Adomian decomposition method (ADM), the modified decomposition method, the variational iteration method, the direct computation method, the successive approximations method, the method of regularization and the homotopy perturbation method are examples of the analytical methods for solving integral equation. For concrete problems, sometimes we can’t obtain exact solutions using analytical methods. In this case we determine the solution in a series form that may converge to exact solution if such a solution exists. Other series may not give exact solution, and in this case the obtained series can be used for numerical purposes. The more terms that we determine the higher accuracy level that we can achieve.
Collocation method, Galerkin method, Nystrom method and iteration method are most used numerical methods for solving integral equations. But, all these numerical methods reduce the solution of the nonlinear integral equation to the solution of a nonlinear system of algebraic equations. The iteration methods, for example Newton’s method, for solving such cumbersome nonlinear system are usually sensitive to the selection of initial guess. In this thesis we overcome this obstacle and solve nonlinear integral equations using a discrete version of Adomain decomposition method. This proposed method will be called discrete Adomain decomposition method (DADM).
The thesis is organized in five chapters. Chapter (1) presents a brief introduction to integral equations, classification of Integral equations and classification of integro-differential equations. Then, some mathematical preliminaries are introduced. Finally, the chapter is concluded by a literature review of mathematical researches in integral equations.
In chapter (2), Adomian decomposition method and discrete Adomain decomposition method are applied to solve linear and nonlinear Fredholm integral equation. Then, the convergence of the technique is discussed and the error is estimated. Finally, to verify the theoretical results, some numerical examples are presented.

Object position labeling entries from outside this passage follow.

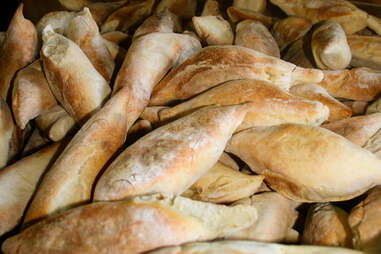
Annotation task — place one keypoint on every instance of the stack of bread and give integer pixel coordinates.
(184, 126)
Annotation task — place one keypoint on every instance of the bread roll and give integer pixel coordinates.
(214, 30)
(258, 6)
(18, 183)
(254, 35)
(165, 22)
(211, 8)
(361, 84)
(31, 95)
(357, 129)
(191, 145)
(237, 14)
(74, 81)
(7, 129)
(222, 184)
(337, 110)
(306, 163)
(84, 32)
(128, 16)
(18, 49)
(70, 180)
(343, 12)
(365, 222)
(217, 64)
(365, 51)
(250, 247)
(270, 104)
(130, 226)
(185, 9)
(148, 59)
(327, 224)
(290, 29)
(99, 10)
(276, 216)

In chapter (3), Adomian decomposition method and discrete Adomain decomposition method are applied to solve linear and nonlinear Volterra integral equation. Then, the convergence of the technique is discussed and the error is estimated. Finally, to verify the theoretical results, some numerical examples are presented.
In chapter (4), Adomian decomposition method and discrete Adomain decomposition method are applied to solve two dimensional nonlinear Fredholm-Volterra integral equations. Then, the convergence of the technique is discussed and the error is estimated. The theoretical results are verified using some numerical examples. Finally, chapter (5) contains the conclusion and suggested future work.